Usage¶
This section has code samples for each of datakick’s functions. Please follow along using your favorite Python REPL environment.
Import¶
Before using the module, you must first import it.
>>> import datakick
Adding Images¶
With a barcode and an image, lets add the image to the product:
>>> barcode = "011111396487"
>>> img_path = "/path/to/your/image.jpg" # use a real path in your code
>>> img_url = datakick.add_image(barcode, img_path)
The function will return the url to the new added image.
>>> img_url
'https://d2b9vdin3yve6y.cloudfront.net/8833b379-8ab7-4f03-a392-abd6e844c04c.jpg'
Make sure the images are smaller than 1MB in size and are of type jpeg or jpg.
Otherwise, an ImageTooLargeError
or InvalidImageFormatError
will
be raised, respectively.
Adding/Modifying Products¶
Now lets add a product to the Datakick service:
>>> barcode = "012546304337"
>>> product = datakick.add_product(barcode, brand_name="Trident", name="Spearmint Gum", sugars=0, serving_size="1 stick")
The newly created product is returned as a DatakickProduct
object.

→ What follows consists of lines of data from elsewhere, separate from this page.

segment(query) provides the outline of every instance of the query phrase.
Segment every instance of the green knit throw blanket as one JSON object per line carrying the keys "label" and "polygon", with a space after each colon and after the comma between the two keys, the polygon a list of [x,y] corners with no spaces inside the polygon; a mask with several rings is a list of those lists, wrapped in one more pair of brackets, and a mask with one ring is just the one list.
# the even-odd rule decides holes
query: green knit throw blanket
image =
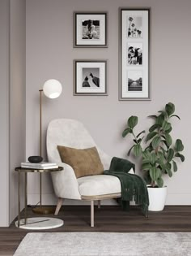
{"label": "green knit throw blanket", "polygon": [[109,170],[105,170],[104,174],[117,177],[121,185],[121,205],[124,210],[129,210],[129,201],[134,201],[141,205],[142,211],[148,216],[149,197],[145,181],[138,175],[128,173],[135,166],[131,162],[119,158],[112,158]]}

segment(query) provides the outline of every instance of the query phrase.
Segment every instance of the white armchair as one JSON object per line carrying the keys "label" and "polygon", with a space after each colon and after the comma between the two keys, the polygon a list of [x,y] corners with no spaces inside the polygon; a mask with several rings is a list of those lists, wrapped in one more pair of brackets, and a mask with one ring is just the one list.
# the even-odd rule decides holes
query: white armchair
{"label": "white armchair", "polygon": [[[76,178],[73,168],[62,163],[57,145],[77,149],[96,146],[82,123],[74,119],[55,119],[49,123],[47,131],[47,153],[49,162],[63,167],[63,171],[51,172],[55,194],[58,202],[57,215],[64,198],[91,201],[91,227],[94,227],[94,201],[121,197],[121,183],[117,177],[96,175]],[[104,169],[108,169],[112,158],[97,147]]]}

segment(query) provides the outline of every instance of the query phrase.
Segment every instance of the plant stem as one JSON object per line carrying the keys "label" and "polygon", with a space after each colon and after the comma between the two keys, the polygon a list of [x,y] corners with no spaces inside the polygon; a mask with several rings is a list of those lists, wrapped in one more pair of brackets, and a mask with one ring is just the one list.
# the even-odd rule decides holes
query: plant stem
{"label": "plant stem", "polygon": [[136,137],[136,136],[135,136],[135,134],[134,134],[134,132],[133,131],[132,131],[132,134],[133,134],[133,136],[134,136],[134,139],[136,141],[136,143],[138,144],[138,139],[137,139],[137,137]]}

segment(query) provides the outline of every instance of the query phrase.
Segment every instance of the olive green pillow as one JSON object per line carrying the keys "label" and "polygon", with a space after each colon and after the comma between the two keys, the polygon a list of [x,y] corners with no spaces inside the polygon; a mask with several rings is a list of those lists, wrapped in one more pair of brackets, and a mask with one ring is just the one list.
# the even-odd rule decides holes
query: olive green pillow
{"label": "olive green pillow", "polygon": [[78,150],[57,145],[63,163],[70,165],[77,178],[103,174],[104,167],[96,147]]}

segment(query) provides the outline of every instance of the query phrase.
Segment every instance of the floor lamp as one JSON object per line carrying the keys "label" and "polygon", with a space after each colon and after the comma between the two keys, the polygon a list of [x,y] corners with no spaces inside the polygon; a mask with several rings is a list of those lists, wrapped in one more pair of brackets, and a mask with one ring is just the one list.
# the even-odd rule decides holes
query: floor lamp
{"label": "floor lamp", "polygon": [[[55,80],[48,80],[43,86],[40,93],[40,155],[42,156],[42,93],[49,98],[57,98],[62,92],[61,83]],[[37,214],[50,214],[53,213],[53,207],[42,206],[42,173],[40,173],[40,206],[32,209],[33,212]]]}

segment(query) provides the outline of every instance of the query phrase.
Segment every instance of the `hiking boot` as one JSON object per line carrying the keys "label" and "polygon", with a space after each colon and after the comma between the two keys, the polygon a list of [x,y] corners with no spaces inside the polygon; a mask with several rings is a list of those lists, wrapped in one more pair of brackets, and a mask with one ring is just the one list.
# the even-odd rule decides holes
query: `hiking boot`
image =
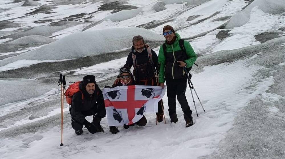
{"label": "hiking boot", "polygon": [[124,124],[123,127],[125,128],[125,129],[127,129],[129,128],[130,126],[135,126],[135,124],[133,124],[129,125]]}
{"label": "hiking boot", "polygon": [[192,117],[190,118],[189,116],[185,114],[183,114],[184,116],[184,119],[186,122],[186,127],[188,127],[193,125],[194,123],[193,123],[193,120]]}
{"label": "hiking boot", "polygon": [[127,129],[130,128],[129,126],[126,124],[124,124],[124,126],[123,126],[123,127],[124,127],[124,128],[125,128],[125,129]]}
{"label": "hiking boot", "polygon": [[193,123],[193,121],[191,121],[190,122],[186,122],[186,127],[190,127],[191,126],[193,125],[194,124],[194,123]]}
{"label": "hiking boot", "polygon": [[118,129],[118,128],[115,126],[110,127],[110,131],[113,134],[116,134],[117,133],[120,132],[120,130]]}
{"label": "hiking boot", "polygon": [[170,116],[170,122],[172,123],[176,123],[178,121],[178,118],[177,118],[177,115],[176,113],[174,113]]}
{"label": "hiking boot", "polygon": [[[142,117],[141,119],[140,119],[138,121],[135,123],[135,124],[140,126],[143,126],[146,125],[146,122],[147,121],[146,118],[145,117],[144,115],[142,116]],[[132,126],[132,125],[133,125],[133,124],[131,124],[130,126]]]}
{"label": "hiking boot", "polygon": [[163,121],[163,113],[157,113],[157,121],[160,123]]}
{"label": "hiking boot", "polygon": [[96,129],[97,129],[97,131],[96,131],[96,132],[104,132],[104,129],[103,129],[103,128],[102,127],[101,125],[95,125],[94,124],[93,124],[93,125],[94,125],[94,126],[95,126],[95,127],[96,128]]}
{"label": "hiking boot", "polygon": [[83,131],[82,129],[75,130],[75,134],[77,135],[80,135],[83,133]]}

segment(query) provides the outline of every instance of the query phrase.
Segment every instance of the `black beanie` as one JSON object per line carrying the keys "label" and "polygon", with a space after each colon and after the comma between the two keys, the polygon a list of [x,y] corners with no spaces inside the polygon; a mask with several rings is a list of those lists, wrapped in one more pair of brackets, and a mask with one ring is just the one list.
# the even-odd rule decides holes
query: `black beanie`
{"label": "black beanie", "polygon": [[84,85],[86,86],[86,85],[89,83],[94,83],[96,84],[95,76],[89,75],[85,76],[83,78],[83,83]]}
{"label": "black beanie", "polygon": [[121,69],[120,69],[120,74],[119,74],[119,76],[121,76],[122,74],[125,73],[129,73],[130,74],[130,75],[132,75],[130,69],[129,67],[125,66],[121,68]]}

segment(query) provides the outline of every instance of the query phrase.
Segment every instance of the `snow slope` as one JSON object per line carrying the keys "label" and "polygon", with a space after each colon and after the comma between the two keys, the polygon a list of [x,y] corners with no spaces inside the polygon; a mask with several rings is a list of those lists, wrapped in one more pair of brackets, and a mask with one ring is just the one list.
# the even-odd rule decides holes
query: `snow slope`
{"label": "snow slope", "polygon": [[[283,1],[36,2],[0,2],[0,158],[285,158]],[[94,74],[101,88],[111,85],[132,37],[158,53],[167,24],[199,56],[192,81],[205,112],[194,95],[196,115],[186,91],[194,125],[185,127],[178,102],[179,121],[170,122],[166,96],[166,124],[147,114],[145,126],[113,135],[105,118],[104,133],[84,128],[78,136],[65,102],[60,146],[58,74],[71,82]]]}

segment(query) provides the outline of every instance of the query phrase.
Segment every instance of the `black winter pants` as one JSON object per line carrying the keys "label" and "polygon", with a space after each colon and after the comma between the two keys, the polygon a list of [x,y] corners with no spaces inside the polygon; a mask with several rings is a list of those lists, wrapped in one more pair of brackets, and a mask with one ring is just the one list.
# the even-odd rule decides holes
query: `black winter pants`
{"label": "black winter pants", "polygon": [[[94,116],[96,115],[96,113],[94,113],[93,111],[90,111],[89,113],[87,113],[85,112],[83,114],[83,115],[84,116],[85,116],[85,117],[88,116],[93,115],[94,117]],[[93,118],[93,120],[95,120]],[[92,121],[92,122],[93,122],[93,121]],[[71,117],[71,126],[72,127],[72,128],[76,130],[82,129],[82,128],[83,127],[83,124],[80,123],[78,121],[74,119],[72,117]]]}
{"label": "black winter pants", "polygon": [[187,87],[187,79],[166,79],[166,85],[167,88],[167,97],[169,116],[176,113],[176,96],[177,100],[181,105],[182,111],[190,120],[192,120],[192,111],[188,105],[185,93]]}

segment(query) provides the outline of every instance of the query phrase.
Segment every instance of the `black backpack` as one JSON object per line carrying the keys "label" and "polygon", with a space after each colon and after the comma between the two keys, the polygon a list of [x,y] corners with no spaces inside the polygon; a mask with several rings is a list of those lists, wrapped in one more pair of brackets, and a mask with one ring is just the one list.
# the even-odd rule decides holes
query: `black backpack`
{"label": "black backpack", "polygon": [[[184,54],[186,54],[186,49],[185,49],[185,47],[184,47],[184,39],[180,39],[179,41],[179,46],[180,47],[180,48],[181,48],[182,49],[182,51],[183,52],[183,53]],[[165,45],[165,43],[163,43],[163,44],[162,45],[162,48],[163,49],[163,54],[164,54],[164,57],[166,58],[166,45]],[[198,66],[198,65],[197,64],[194,63],[194,64]],[[191,70],[191,69],[192,68],[192,66],[190,67],[188,67],[186,68],[186,70],[188,72]]]}

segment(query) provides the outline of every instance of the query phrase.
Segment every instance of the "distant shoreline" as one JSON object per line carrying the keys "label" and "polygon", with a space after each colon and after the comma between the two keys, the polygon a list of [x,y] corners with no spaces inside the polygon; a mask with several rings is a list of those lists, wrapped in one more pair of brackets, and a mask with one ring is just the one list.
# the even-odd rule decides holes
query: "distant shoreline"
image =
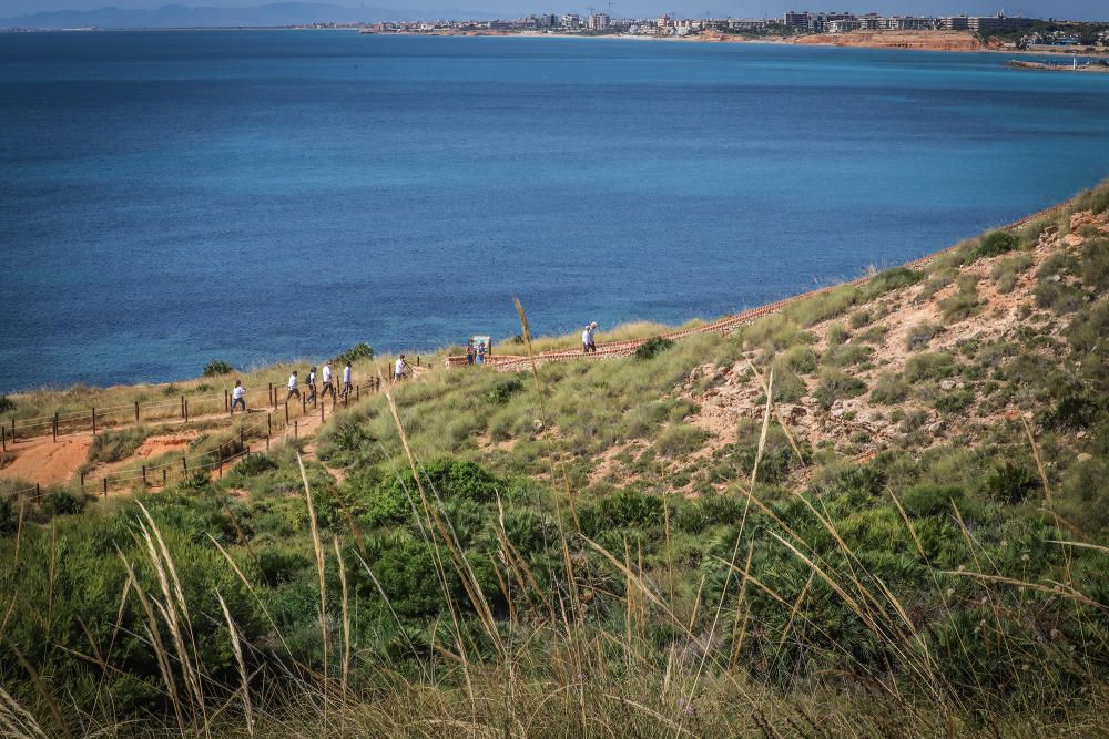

You
can extract all the information you need from it.
>>> product.gtin14
'012546304337'
>>> product.brand_name
'Trident'
>>> product.sugars
0
If the information is missing, None will be returned.
>>> product.pages
>>> # Nothing printed
If the product already exists, any attributes specified will be modified. Otherwise, a new product will be created with the arguments passed.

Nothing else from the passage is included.